Risposte pubblicate: 14

Colletti gengivali scoperti

Scritto da valentina / Pubblicato il
Salve, ho consultato due diversi dentisti e ho ricevuto due opinioni diverse; vorrei sapere come devo muovermi... da entrambe le visite è risultato che ho tre colletti gengivali scoperti (in tre punti diversi) di cui solo uno mi causa dolore a contatto con liquidi freddi o cibi dolci. Il primo medico mi ha detto che dovrei fare tre otturazioni dei colletti gengivali (in cosa consiste esattamente). Il secondo medico mi ha detto che il ritirarsi della gengiva è minimo e non intende assolutamente fare otturazioni. Al massimo per alleviare il sintomo del dolore utilizzerà una sostanza desensibilizzante. Come faccio a sapere chi dei due ha ragione? Grazie mille
Gentile Valentina, entrambi i colleghi hanno ragione e la diversa terapia è in rapporto alla presenza o meno di erosioni a livello cervicale e non conoscendo il suo caso clinico non posso esprimermi. Cordiali saluti

Scritto da Dott.
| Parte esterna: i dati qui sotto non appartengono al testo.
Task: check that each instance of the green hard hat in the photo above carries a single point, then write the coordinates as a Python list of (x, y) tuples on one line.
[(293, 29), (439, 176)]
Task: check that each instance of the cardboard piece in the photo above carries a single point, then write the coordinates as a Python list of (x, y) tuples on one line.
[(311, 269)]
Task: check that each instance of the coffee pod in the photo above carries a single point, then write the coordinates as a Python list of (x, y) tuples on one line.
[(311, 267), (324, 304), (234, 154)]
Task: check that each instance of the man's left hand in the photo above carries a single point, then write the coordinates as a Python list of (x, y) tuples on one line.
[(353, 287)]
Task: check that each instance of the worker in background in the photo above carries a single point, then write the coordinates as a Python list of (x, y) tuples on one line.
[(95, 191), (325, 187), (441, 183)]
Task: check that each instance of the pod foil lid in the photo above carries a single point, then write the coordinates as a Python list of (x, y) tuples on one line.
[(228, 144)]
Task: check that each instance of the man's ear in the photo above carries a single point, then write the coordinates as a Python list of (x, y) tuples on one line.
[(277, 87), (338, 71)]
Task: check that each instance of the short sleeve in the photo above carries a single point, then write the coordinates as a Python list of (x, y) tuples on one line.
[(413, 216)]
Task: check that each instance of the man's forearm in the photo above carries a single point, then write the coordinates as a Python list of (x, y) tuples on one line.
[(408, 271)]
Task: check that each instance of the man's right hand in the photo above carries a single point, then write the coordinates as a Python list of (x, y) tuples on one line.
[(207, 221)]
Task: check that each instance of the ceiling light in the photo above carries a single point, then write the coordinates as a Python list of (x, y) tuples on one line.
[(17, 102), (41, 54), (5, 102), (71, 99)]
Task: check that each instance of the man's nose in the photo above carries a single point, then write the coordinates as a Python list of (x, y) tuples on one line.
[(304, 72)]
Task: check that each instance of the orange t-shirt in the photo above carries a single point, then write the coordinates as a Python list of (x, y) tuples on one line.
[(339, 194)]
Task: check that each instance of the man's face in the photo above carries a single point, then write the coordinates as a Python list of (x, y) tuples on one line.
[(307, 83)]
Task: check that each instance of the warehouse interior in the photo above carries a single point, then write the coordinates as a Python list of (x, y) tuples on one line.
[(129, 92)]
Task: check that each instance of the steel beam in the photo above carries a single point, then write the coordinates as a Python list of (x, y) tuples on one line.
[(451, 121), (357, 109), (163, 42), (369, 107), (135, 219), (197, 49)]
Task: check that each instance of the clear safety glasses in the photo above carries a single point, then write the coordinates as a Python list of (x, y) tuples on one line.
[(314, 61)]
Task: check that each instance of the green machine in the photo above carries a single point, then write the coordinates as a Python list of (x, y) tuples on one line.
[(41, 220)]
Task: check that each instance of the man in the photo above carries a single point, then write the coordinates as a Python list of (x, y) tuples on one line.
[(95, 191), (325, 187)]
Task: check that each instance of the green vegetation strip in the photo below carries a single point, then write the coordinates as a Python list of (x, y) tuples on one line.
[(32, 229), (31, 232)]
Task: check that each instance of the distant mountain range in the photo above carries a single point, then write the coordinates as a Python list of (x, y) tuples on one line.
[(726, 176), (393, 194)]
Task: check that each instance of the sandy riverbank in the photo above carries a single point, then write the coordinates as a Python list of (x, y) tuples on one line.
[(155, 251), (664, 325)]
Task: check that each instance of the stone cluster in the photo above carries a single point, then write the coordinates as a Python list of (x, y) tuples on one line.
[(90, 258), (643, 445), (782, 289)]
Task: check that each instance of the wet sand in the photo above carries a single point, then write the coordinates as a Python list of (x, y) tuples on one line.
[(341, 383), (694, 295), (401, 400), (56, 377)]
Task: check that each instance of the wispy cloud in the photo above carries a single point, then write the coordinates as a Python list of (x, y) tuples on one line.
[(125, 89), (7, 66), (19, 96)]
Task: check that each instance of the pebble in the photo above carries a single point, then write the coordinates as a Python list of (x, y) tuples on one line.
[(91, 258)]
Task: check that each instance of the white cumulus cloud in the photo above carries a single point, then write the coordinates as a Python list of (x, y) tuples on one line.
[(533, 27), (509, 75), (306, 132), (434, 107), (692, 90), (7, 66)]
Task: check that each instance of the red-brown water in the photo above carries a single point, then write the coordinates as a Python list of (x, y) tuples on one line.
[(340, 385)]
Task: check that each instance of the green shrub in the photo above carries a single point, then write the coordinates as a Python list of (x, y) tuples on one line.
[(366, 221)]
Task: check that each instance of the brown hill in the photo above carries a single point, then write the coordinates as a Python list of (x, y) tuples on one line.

Aldo Santomauro
Palermo (PA)

Mi preoccuperei delle possibili cause prima della terapia, in linea di massima legate a fattori infiammatori (gengivite, parodontite) oppure di tipo traumatico(traumi da errato spazzolamento, malocclusioni ecc.) per questo il trattamento deve essere impostato dopo una corretta diagnosi. Sarebbe utile avere quindi qualche elemento in più.

Scritto da Dott. Cristoforo Del Deo
Teramo (TE)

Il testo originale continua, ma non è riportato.